Apakah kita posisi ini terus menerus ? Well, itu terserah kita semua dalam
memaknainya.
Ruang
publik kita berbeda pemaknaan seperti yang terjadi di luar negeri. Tidak banyak
orang memahami esensi dari sebuah modernisasi ruang publik. Hey bro, Kota
Amsterdam pun sudah merobohkan tulisan “I’AMSTERDAM” karena dinilai merugikan
lingkungan karena tujuan nya pun menjadi distorsi dari gagasan awalnya. Tulisan
ini menjadi ikon yang menunjukan semangat dan simbol penting bagi keberagaman
di Amsterdam. Hal ini di Indonesia justru ‘booming’, tidak ada esesnsi yang
kuat mengapa tulisan yang besar-besar itu muncul menghiasi beberapa sudut kota
dan tempat wisata. Kita ternyata jauh dari pemikiran modern karena tidak ‘up to
date’. Foto sana-sini bergaya bak model menjadi trend di kalangan masyarakat
luas, tetapi untuk memungut sampah pun mereka tidak pernah ??? who knows. Pada dasarnya, tidak salah hal itu dilakukan karena
juga menguntungkan wisatawan yang akan datang berkunjung, tetapi sangat lalai dalam
sikap ‘respect’ pada lingkungan.
Banyak
orang hanya berpikir ‘viral’, bentuknya yang minimalis/up to date, mempermudahnya dengan menggantinya dengan perkerasan
(yang artinya simple, praktis, dan merusak) pada keseluruhan ruang publik
dengan mengikuti tren di luar negeri. Bagaimana tanggungjawab atas air yang
seharusnya meresap ke dalam tanah, akhirnya terhalang oleh betonisasi
perkerasan. Keseluruhannya harus diperhitungkan secara matang sebagai langkah
pertanggungjawaban kepada alam.
Banyak
yang rekan senang dan bergembira menyambut hal ‘baik’ ini. Saya tidak antusias
ketika suatu pembangunan justru menghilangkan esensi dari keberadaan ruang publik
seharusnya, dengan hanya mementingkan ‘viral’. Pada perancangan seharusnya
tidak menggantinya dengan masalah baru. Kita memahami Tegal sebagai daerah
pesisir yang pasti memiliki iklim mikro yang terik/panas, UV berbahaya bagi
kulit, pemilihan bench (tempat duduk) pun saya melihatnya dari bahan metal.

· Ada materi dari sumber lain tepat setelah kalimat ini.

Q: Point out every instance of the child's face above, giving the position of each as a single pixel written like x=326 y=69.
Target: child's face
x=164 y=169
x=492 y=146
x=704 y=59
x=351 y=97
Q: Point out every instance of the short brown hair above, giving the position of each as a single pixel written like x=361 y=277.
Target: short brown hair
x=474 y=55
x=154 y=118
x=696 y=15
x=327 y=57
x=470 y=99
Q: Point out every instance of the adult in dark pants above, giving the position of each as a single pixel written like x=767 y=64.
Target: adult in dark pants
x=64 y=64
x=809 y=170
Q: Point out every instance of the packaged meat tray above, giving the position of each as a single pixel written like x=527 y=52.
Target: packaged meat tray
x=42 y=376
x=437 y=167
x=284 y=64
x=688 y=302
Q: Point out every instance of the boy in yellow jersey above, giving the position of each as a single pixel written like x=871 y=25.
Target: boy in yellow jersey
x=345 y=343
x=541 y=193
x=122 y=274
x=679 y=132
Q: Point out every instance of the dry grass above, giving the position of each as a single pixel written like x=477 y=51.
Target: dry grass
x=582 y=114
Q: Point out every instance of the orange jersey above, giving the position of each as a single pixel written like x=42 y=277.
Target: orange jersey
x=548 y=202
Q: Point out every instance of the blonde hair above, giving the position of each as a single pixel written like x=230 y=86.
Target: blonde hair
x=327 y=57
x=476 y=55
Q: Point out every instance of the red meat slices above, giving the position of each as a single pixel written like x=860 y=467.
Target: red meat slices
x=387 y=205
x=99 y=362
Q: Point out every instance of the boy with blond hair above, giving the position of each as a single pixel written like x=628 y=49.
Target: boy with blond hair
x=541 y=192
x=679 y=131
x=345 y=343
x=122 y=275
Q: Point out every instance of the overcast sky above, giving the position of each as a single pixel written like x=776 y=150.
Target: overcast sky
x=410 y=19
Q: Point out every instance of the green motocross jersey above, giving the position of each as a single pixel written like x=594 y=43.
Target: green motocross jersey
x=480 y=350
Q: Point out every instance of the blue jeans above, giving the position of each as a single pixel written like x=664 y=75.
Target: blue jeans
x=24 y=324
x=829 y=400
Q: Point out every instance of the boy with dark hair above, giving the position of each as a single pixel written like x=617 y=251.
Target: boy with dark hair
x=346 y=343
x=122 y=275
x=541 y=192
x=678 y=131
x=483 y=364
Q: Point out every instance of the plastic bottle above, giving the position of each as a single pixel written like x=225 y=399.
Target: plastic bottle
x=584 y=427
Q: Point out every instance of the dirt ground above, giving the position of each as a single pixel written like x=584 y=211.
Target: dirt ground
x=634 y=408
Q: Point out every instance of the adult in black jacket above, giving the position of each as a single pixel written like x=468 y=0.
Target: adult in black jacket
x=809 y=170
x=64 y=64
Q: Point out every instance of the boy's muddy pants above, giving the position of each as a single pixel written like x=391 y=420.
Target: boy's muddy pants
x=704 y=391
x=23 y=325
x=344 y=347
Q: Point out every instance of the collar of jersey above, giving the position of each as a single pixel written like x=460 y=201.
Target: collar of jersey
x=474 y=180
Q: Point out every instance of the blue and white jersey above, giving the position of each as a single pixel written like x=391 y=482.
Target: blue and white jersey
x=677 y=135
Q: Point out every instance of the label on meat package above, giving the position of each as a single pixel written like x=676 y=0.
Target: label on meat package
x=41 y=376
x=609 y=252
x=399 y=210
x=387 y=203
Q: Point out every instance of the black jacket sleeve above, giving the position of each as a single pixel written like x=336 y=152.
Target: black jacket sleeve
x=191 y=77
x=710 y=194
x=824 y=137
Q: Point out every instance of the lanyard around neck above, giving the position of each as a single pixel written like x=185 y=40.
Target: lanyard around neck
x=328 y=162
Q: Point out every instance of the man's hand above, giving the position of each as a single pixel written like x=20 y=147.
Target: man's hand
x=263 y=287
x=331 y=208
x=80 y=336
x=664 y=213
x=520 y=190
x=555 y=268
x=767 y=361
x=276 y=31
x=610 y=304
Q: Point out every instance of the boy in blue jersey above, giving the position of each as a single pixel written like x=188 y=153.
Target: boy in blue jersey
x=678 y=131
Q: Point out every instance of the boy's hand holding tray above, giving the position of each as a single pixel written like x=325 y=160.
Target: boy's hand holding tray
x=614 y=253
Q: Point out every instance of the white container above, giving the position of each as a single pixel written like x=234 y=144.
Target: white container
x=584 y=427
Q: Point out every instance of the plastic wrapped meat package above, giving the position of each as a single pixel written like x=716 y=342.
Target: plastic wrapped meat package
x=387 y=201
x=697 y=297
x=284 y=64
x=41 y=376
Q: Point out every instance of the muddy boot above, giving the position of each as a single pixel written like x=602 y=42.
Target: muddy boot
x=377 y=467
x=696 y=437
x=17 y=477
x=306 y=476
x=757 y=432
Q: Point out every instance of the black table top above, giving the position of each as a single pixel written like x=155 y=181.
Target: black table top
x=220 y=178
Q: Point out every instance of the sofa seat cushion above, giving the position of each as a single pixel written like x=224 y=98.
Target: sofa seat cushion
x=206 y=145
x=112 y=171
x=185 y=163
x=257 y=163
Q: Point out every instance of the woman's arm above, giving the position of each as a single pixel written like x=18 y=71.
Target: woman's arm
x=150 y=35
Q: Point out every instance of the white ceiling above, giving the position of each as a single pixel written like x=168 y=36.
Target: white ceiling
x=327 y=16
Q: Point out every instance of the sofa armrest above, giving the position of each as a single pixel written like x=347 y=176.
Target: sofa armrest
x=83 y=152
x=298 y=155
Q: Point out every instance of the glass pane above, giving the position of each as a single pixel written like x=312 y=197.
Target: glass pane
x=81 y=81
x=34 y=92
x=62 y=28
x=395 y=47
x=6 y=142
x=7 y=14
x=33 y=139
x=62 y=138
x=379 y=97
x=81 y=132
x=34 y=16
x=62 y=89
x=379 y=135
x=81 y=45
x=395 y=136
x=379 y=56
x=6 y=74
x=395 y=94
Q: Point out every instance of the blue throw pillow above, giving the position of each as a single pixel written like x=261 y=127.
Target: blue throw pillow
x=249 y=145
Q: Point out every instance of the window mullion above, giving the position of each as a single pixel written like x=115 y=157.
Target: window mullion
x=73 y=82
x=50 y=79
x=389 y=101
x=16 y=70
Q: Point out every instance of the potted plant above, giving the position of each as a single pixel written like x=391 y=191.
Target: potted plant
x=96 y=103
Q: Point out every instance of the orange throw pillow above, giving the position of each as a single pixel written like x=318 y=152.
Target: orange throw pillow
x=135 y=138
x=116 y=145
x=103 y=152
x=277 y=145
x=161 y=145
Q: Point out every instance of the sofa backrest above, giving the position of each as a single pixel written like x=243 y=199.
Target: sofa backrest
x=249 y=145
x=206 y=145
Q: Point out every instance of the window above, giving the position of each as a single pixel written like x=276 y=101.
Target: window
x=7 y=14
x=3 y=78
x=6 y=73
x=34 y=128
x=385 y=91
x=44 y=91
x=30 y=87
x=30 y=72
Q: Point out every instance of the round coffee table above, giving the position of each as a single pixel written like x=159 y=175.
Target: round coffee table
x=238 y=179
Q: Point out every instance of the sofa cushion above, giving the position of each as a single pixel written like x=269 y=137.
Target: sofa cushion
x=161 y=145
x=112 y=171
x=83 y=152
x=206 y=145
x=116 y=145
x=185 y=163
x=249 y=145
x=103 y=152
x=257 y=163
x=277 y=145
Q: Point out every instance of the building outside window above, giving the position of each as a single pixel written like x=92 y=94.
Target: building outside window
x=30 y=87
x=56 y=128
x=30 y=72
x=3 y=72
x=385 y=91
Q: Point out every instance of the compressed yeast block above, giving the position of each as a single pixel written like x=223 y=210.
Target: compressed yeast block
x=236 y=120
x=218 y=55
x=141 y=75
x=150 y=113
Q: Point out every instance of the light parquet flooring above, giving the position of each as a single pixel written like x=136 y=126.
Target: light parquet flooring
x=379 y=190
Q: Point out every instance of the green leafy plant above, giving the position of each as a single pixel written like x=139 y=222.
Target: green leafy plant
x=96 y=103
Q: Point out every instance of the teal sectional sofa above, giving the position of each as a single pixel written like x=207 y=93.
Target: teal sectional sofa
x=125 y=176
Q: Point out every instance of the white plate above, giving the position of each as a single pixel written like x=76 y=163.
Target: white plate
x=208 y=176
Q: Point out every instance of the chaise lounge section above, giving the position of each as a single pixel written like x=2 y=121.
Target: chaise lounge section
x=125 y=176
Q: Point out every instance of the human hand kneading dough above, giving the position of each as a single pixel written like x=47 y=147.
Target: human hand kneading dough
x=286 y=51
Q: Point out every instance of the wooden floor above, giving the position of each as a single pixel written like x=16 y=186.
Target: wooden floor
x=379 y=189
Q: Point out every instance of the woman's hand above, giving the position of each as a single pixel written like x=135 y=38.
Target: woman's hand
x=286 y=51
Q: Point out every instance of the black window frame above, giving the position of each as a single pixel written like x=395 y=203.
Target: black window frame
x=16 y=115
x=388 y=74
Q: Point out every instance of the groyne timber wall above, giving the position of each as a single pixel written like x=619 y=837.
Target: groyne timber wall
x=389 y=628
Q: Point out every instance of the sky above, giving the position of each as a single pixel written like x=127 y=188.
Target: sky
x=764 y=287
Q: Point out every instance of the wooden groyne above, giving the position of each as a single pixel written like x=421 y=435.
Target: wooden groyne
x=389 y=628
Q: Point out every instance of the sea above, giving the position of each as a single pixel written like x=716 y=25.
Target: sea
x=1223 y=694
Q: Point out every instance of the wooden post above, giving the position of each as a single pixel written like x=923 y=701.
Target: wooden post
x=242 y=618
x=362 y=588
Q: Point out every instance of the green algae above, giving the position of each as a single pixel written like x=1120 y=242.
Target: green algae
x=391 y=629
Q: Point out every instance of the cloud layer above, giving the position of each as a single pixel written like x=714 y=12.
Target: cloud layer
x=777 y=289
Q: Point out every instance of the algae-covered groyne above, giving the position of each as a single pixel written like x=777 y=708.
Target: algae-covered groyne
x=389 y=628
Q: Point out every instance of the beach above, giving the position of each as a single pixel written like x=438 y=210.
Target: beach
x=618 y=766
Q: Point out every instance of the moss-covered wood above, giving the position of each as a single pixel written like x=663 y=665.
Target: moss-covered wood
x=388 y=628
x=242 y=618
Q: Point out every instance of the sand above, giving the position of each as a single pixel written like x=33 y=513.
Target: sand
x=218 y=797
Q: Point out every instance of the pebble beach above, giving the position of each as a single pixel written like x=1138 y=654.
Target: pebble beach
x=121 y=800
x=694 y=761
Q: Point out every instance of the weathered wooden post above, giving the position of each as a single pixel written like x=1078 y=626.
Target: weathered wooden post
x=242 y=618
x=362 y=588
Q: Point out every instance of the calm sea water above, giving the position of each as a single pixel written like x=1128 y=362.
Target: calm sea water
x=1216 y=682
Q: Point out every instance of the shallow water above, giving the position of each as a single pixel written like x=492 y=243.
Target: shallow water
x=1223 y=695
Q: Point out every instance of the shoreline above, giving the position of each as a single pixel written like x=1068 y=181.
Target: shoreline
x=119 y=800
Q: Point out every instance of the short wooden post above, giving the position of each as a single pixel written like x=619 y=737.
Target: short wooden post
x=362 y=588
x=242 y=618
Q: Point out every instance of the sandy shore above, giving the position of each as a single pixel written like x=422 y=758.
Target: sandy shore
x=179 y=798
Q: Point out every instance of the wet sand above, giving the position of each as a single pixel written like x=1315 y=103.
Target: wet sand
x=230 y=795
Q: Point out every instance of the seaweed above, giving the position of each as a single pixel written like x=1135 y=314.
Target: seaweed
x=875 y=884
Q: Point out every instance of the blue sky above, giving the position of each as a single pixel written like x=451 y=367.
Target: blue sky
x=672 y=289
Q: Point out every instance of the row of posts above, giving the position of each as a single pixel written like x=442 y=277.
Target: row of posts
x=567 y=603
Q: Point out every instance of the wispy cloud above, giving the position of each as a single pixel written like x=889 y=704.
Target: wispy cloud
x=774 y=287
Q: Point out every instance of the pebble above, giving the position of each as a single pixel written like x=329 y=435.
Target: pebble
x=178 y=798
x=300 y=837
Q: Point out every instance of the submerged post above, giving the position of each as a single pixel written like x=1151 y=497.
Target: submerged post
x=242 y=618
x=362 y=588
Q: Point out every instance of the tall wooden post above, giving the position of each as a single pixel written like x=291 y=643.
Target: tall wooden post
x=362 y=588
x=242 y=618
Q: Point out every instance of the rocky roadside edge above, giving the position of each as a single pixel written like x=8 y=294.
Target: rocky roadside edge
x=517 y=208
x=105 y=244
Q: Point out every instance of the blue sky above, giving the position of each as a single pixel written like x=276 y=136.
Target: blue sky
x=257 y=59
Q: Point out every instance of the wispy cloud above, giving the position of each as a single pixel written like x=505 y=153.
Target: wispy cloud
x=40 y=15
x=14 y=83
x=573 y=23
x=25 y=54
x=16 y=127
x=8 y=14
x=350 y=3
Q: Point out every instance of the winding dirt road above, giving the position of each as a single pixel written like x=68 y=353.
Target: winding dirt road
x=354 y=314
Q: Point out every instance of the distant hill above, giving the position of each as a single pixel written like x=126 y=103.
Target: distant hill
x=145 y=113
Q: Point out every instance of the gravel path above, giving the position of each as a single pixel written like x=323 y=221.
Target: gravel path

Pertanyaan paling mudah, akankah ada yang duduk pada siang hari ? Apa tujuan
ditebangnya hampir seluruh pohon sampai dengan pohon yang berusia tua di
bangunan Cagar Budaya seperti Gedung Birao ? Apakah perlu dan apa urgensinya
perluasana jalan aspal tersebut, sampai-sampai mengurangi area RTH taman kota
(a.k.a. Taman Pancasila saat ini) ? Saya kira akan di paving, mungkin sebagai
bagian dari area yang dianggap sebagai ‘area cagar budaya’, ternyata justru diaspal.
Kenapa tidak mencoba memperkuat nilai dari sederetan bangunan cagar budaya di
kawasan tersebut, dengan tidak hanya mementingkan keindahan saja?